Ben Schott has an amusing essay in today's NYT Book Review about book abuse, which essentially comes to the conclusion that "those who abuse their own books through manhandling or marginalia are often those who love books best". That is to say, the abuse of a book, when done out of love, is quite different from the destruction of books by the Nazis or, today, anti-Harry Potter evangelicals, which is done from the urge to censor.

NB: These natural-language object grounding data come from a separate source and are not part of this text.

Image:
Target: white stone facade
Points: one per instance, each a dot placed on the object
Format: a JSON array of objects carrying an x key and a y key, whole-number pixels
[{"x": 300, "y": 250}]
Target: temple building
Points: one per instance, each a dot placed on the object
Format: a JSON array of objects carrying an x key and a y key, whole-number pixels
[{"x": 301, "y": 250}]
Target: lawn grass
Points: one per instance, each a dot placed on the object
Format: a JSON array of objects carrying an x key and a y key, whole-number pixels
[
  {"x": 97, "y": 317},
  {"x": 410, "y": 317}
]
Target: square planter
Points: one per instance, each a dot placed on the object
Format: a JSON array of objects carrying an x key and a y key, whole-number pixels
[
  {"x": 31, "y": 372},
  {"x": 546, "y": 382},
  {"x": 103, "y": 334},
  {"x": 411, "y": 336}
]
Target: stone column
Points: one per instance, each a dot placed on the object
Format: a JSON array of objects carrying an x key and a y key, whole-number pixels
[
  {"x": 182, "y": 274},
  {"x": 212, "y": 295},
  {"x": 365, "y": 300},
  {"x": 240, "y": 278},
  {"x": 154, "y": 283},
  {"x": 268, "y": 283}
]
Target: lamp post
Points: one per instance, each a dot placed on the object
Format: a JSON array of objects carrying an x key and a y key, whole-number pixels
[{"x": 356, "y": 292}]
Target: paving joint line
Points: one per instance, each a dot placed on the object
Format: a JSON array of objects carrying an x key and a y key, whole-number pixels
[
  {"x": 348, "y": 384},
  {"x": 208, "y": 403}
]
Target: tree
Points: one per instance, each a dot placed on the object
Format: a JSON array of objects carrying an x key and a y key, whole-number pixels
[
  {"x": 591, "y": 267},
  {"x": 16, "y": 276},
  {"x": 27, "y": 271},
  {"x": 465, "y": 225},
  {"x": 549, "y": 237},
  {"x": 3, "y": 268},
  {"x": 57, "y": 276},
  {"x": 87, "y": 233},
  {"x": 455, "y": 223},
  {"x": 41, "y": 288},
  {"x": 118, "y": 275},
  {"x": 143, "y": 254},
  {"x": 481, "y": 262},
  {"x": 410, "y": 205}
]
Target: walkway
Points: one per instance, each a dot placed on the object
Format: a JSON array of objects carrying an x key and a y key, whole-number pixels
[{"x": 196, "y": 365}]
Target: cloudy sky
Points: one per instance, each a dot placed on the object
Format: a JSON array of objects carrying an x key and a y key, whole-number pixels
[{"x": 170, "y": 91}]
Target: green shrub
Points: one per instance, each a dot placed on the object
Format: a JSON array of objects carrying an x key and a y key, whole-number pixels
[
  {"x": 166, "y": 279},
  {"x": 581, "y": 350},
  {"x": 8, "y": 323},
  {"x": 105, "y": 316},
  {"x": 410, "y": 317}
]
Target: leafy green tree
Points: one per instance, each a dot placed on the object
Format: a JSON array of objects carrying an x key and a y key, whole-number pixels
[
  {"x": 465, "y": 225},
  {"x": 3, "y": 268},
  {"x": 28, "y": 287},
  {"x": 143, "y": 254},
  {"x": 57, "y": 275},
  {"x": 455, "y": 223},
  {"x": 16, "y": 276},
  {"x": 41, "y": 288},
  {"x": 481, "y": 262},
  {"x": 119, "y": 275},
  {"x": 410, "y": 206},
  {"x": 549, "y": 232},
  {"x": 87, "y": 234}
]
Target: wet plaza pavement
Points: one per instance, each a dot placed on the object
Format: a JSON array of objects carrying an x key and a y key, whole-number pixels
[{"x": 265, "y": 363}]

What is also lovely about a book, in Schott's estimation, is that you can abuse it and that it will live on. He contrasts a book in this sense with a web site:
Indeed, the ability of books to survive abuse is one of the reasons they are such remarkable objects, elevated far beyond, say, Web sites. One cannot borrow a Web site from a friend and not return it for years. One cannot, yet, fold a Web site into one’s back pocket, nor drop a Web site into the bath. One cannot write comments, corrections or shopping lists on Web sites only to rediscover them (indecipherable) years later. One cannot besmear a Web site with suntan-lotioned fingers, nor lodge sand between its pages. One cannot secure a wobbly table with a slim Web site, nor use one to crush an unsuspecting mosquito. And, one cannot hurl a Web site against a wall in outrage, horror or ennui. Many chefs I know could relive their culinary triumphs by licking the food-splattered pages of their favorite cookbooks. Try doing that with a flat-screen monitor.

This made me start to feel bad about the fact that lovers of Betty & Bimbo have little in the way of physical abuse to show their affection. So, please, when you're reading this blog, spill ketchup on your screen! Drop your laptop! And perhaps even sneeze on the keyboard and neglect to wipe it off - at least for a moment.

1 comment:

venus (en el pudridero) said...

fabulous illustration!

however v must point out that the argument is flawed as it makes no distinction between use and abuse! the natural wear and tear in the life-cycle of the bound volume, either as beach companion or unidentified flying object, and the real abuse to which they are subjected to for instance in college libraries by overprotected suburbanite kids that have no sense of the public good: broken binding, random pages torn out, passages highlighted in gruesome colors and obnoxiously evident remarks in ink.

v is glad to agree with koko on the sadness of the utter blog-lack of physical interaction. surely, the virtual hurling of objects could replace that. v proposes a new sort of htm language, where text could prompt the reader through a set of instructions particular modes of physical interaction.